Regulation of Neurod1 Contributes to the Lineage Potential of Neurogenin3+ Endocrine Precursor Cells in the Pancreas
Figure 1
Neurod1 deletion in the pancreas progenitors, in an Nkx2.2 null background, phenocopies the Nkx2.2null;Neurod1null double knockout.
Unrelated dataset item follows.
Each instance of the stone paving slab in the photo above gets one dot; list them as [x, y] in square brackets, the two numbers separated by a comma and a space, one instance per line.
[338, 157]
Pancreatic tissue from wildtype, Neurod1Δpanc, Nkx2.2null, and Nkx2.2null;Neurod1Δpanc was analyzed by immunofluorescence for expression of the islet hormones glucagon (gluc), ghrelin (ghr) and insulin (ins) at P0 (A–L; white bar indicates 50 microns; DAPI marks all nuclei). Amylase (amyl) expression marks exocrine tissue in all genotypes (A–D). The quantitative expression of glucagon (Gcg) (M), ghrelin (Ghr) (N), and pancreatic polypeptide (Ppy) (O), as well as deletion of Neurod1 (P) was determined by real time PCR using RNA extracted from wildtype, Neurod1Δpanc, Nkx2.2null, Nkx2.2null;Neurod1Δpanc, and Nkx2.2null;Neurod1null pancreas (P0; N = 3–8). Relative mRNA expression was normalized to the housekeeping gene, cyclophilinB. Data are represented as mean+/−SEM. * p<0.05; ** p<0.01; *** p<0.001.